The other answers cover how to do std dev in python sufficiently, but no one explains how to do the bizarre traversal you've described.

I'm going to assume A-Z is the entire population. If not see Ome's answer on how to inference from a sample.

So to get the standard deviation/mean of the first digit of every list you would need something like this:

#standard deviation
numpy.std([A_rank[0], B_rank[0], C_rank[0], ..., Z_rank[0]])

#mean
numpy.mean([A_rank[0], B_rank[0], C_rank[0], ..., Z_rank[0]])

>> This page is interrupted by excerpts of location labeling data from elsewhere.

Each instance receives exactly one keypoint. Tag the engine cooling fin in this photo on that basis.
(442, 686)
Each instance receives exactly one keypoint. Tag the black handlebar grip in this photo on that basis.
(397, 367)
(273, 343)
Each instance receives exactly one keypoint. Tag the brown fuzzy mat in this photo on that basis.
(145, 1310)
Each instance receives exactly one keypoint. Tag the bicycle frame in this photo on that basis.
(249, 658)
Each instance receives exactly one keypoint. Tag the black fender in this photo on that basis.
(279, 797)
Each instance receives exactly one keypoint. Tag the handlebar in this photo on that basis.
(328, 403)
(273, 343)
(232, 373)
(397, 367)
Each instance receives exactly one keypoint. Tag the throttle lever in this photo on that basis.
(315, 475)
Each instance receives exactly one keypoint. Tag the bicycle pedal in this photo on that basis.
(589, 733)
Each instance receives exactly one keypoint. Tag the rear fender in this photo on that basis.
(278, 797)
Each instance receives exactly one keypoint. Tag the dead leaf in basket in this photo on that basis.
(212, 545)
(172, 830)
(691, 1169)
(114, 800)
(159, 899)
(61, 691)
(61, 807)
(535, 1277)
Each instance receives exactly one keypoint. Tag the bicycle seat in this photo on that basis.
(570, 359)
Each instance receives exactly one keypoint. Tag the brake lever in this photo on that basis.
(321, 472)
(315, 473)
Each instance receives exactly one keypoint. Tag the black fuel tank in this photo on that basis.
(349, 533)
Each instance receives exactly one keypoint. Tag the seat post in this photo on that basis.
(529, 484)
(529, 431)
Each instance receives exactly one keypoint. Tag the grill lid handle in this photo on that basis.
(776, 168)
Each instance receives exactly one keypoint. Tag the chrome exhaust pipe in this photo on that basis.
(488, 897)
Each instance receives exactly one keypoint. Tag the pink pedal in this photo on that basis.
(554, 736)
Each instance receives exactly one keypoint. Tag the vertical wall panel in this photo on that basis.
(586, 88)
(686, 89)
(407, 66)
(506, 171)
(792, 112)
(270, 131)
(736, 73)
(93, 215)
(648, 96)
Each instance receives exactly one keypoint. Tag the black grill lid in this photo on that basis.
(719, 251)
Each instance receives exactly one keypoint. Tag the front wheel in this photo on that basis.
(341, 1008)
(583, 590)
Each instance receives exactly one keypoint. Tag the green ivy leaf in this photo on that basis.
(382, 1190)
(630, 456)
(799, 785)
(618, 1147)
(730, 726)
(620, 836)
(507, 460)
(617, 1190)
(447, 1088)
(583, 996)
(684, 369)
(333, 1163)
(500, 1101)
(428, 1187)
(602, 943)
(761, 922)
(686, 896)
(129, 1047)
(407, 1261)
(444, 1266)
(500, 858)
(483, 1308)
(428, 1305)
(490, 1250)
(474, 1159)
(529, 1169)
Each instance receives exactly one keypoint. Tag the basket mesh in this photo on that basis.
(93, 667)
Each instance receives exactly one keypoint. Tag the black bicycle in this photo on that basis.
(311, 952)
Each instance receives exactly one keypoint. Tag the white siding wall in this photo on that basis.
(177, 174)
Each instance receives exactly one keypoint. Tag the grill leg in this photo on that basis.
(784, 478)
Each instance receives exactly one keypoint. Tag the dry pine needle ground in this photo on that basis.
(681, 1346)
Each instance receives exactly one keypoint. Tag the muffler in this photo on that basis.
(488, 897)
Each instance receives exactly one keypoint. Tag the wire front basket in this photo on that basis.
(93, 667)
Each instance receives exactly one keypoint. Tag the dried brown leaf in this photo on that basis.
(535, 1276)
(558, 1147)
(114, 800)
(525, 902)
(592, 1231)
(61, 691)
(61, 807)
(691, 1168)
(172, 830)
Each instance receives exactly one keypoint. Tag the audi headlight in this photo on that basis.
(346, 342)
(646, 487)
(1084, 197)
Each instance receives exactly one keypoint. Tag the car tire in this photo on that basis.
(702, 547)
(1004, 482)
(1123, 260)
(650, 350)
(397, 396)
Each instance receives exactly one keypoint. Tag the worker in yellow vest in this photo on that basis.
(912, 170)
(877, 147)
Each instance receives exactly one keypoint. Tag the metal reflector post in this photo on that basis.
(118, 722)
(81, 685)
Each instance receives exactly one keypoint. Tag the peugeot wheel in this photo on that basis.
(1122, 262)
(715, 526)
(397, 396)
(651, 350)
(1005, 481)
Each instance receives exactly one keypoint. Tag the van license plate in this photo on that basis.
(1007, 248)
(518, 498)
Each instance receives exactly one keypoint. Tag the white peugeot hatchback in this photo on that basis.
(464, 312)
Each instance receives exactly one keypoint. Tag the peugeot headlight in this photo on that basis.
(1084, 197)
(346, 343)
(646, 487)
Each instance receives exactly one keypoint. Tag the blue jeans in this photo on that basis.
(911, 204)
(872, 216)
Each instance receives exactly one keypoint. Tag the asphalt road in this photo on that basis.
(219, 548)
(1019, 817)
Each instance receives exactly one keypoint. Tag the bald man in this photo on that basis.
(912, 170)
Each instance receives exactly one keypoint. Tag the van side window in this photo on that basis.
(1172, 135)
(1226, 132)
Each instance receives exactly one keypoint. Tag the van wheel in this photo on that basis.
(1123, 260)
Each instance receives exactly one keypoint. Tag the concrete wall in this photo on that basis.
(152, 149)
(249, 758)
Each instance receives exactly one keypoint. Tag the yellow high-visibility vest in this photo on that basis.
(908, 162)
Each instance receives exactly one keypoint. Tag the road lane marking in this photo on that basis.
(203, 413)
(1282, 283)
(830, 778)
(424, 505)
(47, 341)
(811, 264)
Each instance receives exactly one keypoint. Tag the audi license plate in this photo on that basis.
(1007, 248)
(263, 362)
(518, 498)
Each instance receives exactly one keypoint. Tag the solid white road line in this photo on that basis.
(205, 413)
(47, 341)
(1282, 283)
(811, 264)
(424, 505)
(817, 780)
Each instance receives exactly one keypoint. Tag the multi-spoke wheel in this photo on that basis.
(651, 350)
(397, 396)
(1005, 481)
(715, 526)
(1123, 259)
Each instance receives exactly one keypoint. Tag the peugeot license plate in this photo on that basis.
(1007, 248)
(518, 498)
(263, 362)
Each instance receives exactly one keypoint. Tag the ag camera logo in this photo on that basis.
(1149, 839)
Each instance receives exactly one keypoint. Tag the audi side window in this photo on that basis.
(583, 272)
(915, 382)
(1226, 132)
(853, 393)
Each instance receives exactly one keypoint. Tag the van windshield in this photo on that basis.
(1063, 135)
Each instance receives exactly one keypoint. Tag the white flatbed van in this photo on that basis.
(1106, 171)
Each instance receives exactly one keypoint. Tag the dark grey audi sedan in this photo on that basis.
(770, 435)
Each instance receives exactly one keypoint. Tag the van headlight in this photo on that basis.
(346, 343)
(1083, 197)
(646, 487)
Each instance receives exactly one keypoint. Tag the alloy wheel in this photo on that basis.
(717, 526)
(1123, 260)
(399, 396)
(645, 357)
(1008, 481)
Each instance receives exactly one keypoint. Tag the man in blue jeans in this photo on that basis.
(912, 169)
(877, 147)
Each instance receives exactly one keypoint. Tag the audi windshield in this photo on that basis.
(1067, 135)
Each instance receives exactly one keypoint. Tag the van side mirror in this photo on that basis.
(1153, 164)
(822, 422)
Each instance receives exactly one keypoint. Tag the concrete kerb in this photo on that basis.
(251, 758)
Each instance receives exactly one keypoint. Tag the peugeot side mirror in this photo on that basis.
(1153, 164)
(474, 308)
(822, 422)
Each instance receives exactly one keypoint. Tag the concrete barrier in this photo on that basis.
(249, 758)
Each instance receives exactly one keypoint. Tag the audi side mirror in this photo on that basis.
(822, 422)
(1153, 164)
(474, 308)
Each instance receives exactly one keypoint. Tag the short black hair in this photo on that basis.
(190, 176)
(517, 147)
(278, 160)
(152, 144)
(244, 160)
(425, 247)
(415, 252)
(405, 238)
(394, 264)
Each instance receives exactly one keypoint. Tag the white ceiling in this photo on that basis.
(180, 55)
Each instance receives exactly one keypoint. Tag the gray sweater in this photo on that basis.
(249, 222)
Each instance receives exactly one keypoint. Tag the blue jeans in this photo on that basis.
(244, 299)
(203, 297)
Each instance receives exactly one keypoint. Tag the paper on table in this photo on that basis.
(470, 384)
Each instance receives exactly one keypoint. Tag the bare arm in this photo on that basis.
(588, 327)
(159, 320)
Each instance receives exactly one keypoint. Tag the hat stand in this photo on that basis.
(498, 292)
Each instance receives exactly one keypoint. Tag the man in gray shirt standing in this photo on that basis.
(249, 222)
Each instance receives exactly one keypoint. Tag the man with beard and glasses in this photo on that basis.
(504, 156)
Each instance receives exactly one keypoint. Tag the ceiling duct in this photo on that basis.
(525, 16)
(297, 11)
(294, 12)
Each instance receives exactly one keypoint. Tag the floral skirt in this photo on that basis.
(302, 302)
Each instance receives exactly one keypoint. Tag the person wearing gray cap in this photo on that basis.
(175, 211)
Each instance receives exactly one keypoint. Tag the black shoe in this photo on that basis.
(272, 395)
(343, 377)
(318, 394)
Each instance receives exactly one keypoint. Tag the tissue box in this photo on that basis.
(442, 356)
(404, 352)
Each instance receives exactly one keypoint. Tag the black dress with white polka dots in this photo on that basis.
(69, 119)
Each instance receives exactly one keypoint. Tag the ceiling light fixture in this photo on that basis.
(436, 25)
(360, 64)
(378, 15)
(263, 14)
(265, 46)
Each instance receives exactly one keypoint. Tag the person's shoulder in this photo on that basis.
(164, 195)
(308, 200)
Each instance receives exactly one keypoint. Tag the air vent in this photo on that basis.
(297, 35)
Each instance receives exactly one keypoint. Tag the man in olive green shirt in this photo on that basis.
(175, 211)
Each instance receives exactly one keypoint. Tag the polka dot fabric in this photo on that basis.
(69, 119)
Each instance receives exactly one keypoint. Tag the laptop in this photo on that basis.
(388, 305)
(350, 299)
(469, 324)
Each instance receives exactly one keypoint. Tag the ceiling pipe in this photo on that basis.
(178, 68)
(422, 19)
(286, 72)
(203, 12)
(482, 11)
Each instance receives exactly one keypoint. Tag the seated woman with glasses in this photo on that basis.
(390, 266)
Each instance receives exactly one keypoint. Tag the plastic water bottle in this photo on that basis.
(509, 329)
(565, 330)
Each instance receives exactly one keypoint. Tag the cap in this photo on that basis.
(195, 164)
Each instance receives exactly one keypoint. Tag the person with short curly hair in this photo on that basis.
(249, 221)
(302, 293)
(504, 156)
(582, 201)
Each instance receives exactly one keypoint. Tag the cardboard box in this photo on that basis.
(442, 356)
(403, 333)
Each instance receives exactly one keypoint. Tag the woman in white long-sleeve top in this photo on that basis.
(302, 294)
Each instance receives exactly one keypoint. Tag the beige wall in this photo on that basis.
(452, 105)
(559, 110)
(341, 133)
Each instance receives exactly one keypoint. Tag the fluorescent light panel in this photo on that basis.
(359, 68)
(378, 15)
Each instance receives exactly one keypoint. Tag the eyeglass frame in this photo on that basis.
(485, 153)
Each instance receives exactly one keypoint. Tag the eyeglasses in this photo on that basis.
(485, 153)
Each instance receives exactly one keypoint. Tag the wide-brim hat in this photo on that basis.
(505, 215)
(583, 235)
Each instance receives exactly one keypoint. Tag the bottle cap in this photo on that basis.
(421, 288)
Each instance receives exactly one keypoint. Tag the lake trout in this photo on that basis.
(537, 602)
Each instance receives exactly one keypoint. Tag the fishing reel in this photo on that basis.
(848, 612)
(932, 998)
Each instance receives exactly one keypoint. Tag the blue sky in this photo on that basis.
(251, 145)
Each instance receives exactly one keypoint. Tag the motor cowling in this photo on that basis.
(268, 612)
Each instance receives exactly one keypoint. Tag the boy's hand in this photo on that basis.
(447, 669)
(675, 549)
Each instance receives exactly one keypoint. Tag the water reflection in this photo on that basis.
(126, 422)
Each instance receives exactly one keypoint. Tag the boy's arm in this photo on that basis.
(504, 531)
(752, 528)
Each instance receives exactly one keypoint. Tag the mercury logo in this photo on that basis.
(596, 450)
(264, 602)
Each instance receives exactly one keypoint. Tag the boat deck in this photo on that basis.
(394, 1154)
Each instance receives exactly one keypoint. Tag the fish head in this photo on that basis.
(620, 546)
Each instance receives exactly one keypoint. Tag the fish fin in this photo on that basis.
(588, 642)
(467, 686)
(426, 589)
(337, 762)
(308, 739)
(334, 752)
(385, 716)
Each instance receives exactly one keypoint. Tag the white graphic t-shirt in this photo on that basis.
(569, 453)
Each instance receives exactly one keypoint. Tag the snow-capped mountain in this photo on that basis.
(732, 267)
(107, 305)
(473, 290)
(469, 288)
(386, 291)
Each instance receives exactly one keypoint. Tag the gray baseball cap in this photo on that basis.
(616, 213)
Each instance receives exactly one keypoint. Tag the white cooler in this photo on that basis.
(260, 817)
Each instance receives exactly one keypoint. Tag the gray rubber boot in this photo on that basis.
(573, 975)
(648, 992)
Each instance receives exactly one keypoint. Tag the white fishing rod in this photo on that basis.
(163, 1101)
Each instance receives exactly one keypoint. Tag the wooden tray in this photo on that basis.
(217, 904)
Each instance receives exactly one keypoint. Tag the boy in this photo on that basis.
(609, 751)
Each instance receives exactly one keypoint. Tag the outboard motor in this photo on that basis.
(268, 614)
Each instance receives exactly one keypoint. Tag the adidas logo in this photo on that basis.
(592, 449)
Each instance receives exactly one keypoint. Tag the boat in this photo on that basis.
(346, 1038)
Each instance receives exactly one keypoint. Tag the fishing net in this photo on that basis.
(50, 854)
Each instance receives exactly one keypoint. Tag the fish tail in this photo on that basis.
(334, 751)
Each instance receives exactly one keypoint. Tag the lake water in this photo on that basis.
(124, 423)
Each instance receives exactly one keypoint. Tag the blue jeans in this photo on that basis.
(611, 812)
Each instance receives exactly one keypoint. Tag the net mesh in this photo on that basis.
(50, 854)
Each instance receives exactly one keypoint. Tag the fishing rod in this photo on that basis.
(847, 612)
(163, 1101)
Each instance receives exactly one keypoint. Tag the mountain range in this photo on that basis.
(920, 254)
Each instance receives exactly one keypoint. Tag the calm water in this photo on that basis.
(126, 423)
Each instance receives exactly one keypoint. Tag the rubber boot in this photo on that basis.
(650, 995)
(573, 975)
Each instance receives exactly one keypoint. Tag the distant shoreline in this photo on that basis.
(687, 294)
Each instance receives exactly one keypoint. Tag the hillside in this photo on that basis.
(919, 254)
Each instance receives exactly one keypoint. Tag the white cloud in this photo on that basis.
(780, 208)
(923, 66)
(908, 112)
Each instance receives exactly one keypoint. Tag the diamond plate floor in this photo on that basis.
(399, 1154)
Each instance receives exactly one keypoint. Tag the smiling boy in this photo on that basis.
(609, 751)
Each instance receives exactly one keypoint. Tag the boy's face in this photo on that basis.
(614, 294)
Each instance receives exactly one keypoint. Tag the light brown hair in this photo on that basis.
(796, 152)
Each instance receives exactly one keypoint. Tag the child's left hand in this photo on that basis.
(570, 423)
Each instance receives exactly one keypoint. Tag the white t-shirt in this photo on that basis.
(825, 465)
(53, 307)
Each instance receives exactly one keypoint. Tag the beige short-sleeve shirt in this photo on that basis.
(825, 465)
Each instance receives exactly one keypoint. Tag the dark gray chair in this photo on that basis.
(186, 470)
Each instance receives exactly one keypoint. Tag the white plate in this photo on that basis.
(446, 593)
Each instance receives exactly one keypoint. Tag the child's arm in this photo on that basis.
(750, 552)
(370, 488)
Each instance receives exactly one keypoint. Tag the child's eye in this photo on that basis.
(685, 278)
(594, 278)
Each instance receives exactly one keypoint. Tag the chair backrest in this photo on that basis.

To shorten the code and generalize this to any nth digit use the following function I generated for you:

def getAllNthRanks(n):
    return [A_rank[n], B_rank[n], C_rank[n], D_rank[n], E_rank[n], F_rank[n], G_rank[n], H_rank[n], I_rank[n], J_rank[n], K_rank[n], L_rank[n], M_rank[n], N_rank[n], O_rank[n], P_rank[n], Q_rank[n], R_rank[n], S_rank[n], T_rank[n], U_rank[n], V_rank[n], W_rank[n], X_rank[n], Y_rank[n], Z_rank[n]] 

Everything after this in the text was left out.